También eran patriotas Cervantes, Quevedo, Feijóo, Jovellanos, Larra, Ortega… El elenco de intelectuales que amaban España pero no tuvieron el mínimo pudor en criticar, a veces con saña, los usos y costumbres de la piel de toro es inmenso. Ya no podremos saber si la talla intelectual de Javier Castro-Villacañas era comparable a la de los personajes citados pero sí podría competir con ellos en esto tan infrecuente, cada día más infrecuente, que es la honestidad intelectual.

En un mundo, en una España, en la que las corrientes ideológicas parecen caber en compartimentos blindados y si uno opina «esto» debe defender también «esto y aquello y lo de más allá» y además uno debe ser amigo de «estos» y enemigo acérrimo de «aquellos otros», personas como Javier son un verso suelto que, digámoslo sin ambages, en más de una ocasión le provocó gravísimas complicaciones personales.

Ser honesto no significa tener razón ni estar en lo cierto, significa solo que, si uno defiende un punto de vista, es porque racionalmente ha llegado a la conclusión de que es el correcto, con independencia radical y absoluta de quién defienda lo mismo o lo contrario. Y ser honesto, en esta España nuestra, está mal visto, es peligroso. Los intelectuales honestos son gente imprevisible, poco confiable, con la que el sectarismo –los sectarismos– no pueden contar.

Nos conocimos, hace ya unos cuantos años, en la Tertulia Espacios Europeos, una especie de oasis de libertad de opinión que cabía en el Club de la Vida Buena, cuya titularidad era de personas que la prensa tilda de ultraderechistas y cuyos destinos fueron sinuosos –por decirlo de manera amable– porque cometieron uno de los mayores pecados que se pueden perpetrar en España: enfrentarse con todas sus armas con poderes sagrados del Estado, como la gran banca o la familia del Rey.

De la mano de otro inefable de la honestidad y la libertad de expresión, Eugenio Pordomingo, nos veíamos una vez por semana a analizar la realidad española e internacional sin gritos, sin insultos, con tranquilidad, a veces, con coincidencias y, muchas otras, con tremendas discrepancias que siempre acababan en un abrazo con caña en el bar de al lado. Nunca, jamás, a quien firma este modesto obituario, se le hizo indicación alguna sobre qué podía y no decirse, qué podía y no opinarse. Espacios Europeos era una tertulia de verdad, de opiniones y pareceres, alejada radicalmente de ese modelo de debate-espectáculo en el que cada interviniente se limita a hablar para «los suyos» en una suerte de competición de a ver quién la echa más gorda.
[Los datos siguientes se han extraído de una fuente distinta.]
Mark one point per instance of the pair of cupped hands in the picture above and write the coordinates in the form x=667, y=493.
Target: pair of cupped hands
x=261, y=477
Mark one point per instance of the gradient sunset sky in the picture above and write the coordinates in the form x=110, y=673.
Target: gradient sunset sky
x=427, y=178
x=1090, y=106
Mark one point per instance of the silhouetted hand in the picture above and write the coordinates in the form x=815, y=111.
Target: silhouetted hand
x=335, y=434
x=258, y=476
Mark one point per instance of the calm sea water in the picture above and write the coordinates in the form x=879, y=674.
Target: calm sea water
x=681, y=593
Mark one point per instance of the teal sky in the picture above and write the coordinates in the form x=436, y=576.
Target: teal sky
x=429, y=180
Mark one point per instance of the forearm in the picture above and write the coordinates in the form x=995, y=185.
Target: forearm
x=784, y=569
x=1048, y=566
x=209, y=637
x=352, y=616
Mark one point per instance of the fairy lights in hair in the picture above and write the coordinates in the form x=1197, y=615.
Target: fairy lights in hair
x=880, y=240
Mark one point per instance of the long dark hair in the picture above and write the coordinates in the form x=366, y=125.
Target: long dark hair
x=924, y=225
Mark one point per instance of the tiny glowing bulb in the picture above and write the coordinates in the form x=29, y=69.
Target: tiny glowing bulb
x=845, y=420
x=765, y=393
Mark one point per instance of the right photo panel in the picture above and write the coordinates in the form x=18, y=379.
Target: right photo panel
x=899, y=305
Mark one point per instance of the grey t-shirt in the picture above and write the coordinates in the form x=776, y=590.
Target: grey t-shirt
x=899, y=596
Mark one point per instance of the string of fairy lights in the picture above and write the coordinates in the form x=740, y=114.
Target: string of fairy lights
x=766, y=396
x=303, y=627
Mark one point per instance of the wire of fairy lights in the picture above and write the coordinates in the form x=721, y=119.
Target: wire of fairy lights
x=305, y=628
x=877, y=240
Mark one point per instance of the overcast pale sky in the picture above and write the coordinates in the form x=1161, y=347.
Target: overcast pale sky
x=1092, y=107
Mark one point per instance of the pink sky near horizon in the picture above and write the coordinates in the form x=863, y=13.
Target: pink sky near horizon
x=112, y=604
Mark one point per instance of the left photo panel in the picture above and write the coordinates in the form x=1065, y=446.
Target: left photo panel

Y Javier era pilar fundamental de aquellos ejercicios de exposición retórica en los que este humilde comunista tuvo ocasión de participar.

De izquierda a derecha, Javier Castro, Eugenio Pordomingo, Ana Camacho y Aniceto Setién. Foto archivo.

Desaparecido manu militari el Club de la Vida Buena, con el tremendo coste que supuso para Javier, Espacios Europeos siguió su andadura en otros andurriales, sin la participación ya de nuestro amigo.

Años después, nos hemos seguido frecuentando por el mero placer de la amistad, de la charla, de hablar de esa manera libérrima que solo se experimenta en ambientes de muchísima confianza y cariño. Esas comidas con sobremesa que se alargaban hasta que el ayuntamiento de Madrid encendía las farolas.

Quizá muchas personas de distintas procedencias albergamos, en estos días, sentimientos enfrentados, controvertidos. Se nos ha ido Javier, ¡qué tristeza! Pero, ¡qué privilegio el poder decir «Javier Castro-Villacañas y yo hemos sido amigos, nos respetábamos y nos queríamos»! En fin, querido Javier, si tus convicciones escatológicas son correctas, estarás debatiendo con san Pedro sobre el modo adecuado de gobernar la Gloria; si no lo son, siempre te quedará lo que le queda a las buenas personas, nuestro recuerdo y nuestro cariño.

N. de la R:
Aniceto Setién es analista político, entre otros medios, en Espacios Europeos y ha ocupado distintos puestos de responsabilidad en partidos de izquierda, incluido el PCE.